I wouldn't say that whether the shim libraries are built into the emulator or statically linked into the transformed output is very important. There are really two mostly orthogonal axes here:

- Instruction set: JIT (emulators, Rosetta) vs. static recompilation (only niche projects when the source is a machine ISA, but arguably Java AOT compilers, OdinMonkey, etc. count) vs. doing nothing because the source and target have the same ISA (Wine, VM software for the most part).

- APIs: HLE (emulate semantics) vs. LLE (emulate hardware). The more abstract the API, the better the former works, and vice versa. If you are not emulating things like interrupts and register pokes, that is HLE by definition.

In some cases you can /directly/ translate source API usage into target API usage without any shims, but only for relatively simple APIs. For anything complicated, the semantics are likely different enough that transforming calls to it would require complicated global analysis, which would be quite pointless from a performance perspective unless the API is called ridiculously often.

I know about libwine but the main reason is... is not as complete as the full Win32 API :)

Ahem , there is something similar and which run much faster than the crappy asm.js

https://www.youtube.com/watch?v=bQVI-84Byb0

Also, FreeBSD can run Linux binaries on the same architecture.

So, Xenia.

https://github.com/benvanik/xenia

Better like Wine for Linux

It's feasible, but to make firmware useful outside of device encryption keys must be extracted or firmware need to be heavily patched.

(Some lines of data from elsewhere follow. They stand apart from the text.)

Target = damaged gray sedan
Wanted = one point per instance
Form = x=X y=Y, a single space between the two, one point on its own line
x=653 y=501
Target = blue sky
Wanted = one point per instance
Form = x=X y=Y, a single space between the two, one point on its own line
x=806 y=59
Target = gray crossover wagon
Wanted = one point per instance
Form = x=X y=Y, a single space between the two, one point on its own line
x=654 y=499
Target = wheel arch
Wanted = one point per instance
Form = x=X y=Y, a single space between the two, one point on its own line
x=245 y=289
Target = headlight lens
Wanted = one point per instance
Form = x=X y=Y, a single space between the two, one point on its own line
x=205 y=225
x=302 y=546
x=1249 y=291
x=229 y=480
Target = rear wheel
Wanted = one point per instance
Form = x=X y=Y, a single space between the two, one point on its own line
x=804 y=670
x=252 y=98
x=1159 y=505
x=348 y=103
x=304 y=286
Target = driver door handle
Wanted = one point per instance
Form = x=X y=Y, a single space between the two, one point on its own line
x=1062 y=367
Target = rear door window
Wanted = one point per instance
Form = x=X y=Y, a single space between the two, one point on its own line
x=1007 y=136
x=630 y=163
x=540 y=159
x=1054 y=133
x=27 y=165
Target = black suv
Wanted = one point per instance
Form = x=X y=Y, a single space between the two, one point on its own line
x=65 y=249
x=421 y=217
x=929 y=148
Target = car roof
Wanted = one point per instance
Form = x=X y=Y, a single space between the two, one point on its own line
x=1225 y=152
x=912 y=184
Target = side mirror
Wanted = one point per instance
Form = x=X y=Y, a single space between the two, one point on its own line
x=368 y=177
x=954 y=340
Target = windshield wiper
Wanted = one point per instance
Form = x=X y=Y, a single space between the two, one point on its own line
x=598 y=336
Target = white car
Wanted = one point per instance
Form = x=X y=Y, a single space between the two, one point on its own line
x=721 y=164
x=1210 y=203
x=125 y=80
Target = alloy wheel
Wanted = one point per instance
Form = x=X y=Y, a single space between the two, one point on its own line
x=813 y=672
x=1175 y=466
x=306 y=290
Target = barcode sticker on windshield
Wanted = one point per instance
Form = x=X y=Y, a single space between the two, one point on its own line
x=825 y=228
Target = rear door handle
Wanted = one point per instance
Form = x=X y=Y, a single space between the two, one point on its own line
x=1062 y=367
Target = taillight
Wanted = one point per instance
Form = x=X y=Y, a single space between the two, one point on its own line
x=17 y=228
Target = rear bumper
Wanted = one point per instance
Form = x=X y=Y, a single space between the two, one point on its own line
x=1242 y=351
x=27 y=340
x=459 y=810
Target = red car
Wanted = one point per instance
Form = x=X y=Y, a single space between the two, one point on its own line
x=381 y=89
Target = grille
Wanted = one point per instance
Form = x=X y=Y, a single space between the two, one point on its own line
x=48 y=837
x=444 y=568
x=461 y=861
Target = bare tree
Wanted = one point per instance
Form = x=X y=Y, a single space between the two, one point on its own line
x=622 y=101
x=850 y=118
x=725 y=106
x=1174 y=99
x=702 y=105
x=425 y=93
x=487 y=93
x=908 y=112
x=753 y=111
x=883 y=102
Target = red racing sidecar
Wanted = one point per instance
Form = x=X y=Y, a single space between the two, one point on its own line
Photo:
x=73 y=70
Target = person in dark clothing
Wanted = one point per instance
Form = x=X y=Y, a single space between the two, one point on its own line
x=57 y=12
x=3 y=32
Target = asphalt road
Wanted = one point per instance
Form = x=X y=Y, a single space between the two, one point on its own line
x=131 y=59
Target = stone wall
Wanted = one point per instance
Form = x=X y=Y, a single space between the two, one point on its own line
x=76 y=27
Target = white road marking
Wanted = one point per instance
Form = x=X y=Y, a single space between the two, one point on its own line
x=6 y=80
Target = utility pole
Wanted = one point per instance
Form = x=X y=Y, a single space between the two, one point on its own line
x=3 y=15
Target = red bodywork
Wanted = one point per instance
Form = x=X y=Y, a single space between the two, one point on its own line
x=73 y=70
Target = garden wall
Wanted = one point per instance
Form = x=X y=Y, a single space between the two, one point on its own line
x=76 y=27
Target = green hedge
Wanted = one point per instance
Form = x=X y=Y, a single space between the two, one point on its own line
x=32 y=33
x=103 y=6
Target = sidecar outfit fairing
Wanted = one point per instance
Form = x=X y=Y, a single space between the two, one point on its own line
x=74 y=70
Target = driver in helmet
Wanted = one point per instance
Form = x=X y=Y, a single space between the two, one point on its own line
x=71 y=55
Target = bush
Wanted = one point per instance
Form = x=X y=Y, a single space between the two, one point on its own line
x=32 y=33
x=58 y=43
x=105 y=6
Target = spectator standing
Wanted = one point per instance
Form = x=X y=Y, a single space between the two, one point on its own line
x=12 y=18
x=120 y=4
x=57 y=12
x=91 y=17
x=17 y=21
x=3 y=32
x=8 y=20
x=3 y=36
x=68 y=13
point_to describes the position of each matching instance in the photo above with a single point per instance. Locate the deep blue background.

Both tasks are complex and there not many people that going to work on it because groups like fail0verflow don't support piracy.

Also video does show privilege escalation that start via webkit exploit, but that doesn't mean that they worked towards breaking of content encryption and / or dumping games.

Since the PS4 OS is based on FreeBSD, you could conceivably match up parts of the compiled PS4 kernel with FreeBSD source code. However, I bet there's some sort of obfuscation that their compiler performs to make it difficult to decompile.

Apparently there are very little changes in the Sony PS4 kernel compared to FreeBSD 9. Sony changed some of the parameters to syscalls and added a bunch of their own syscalls.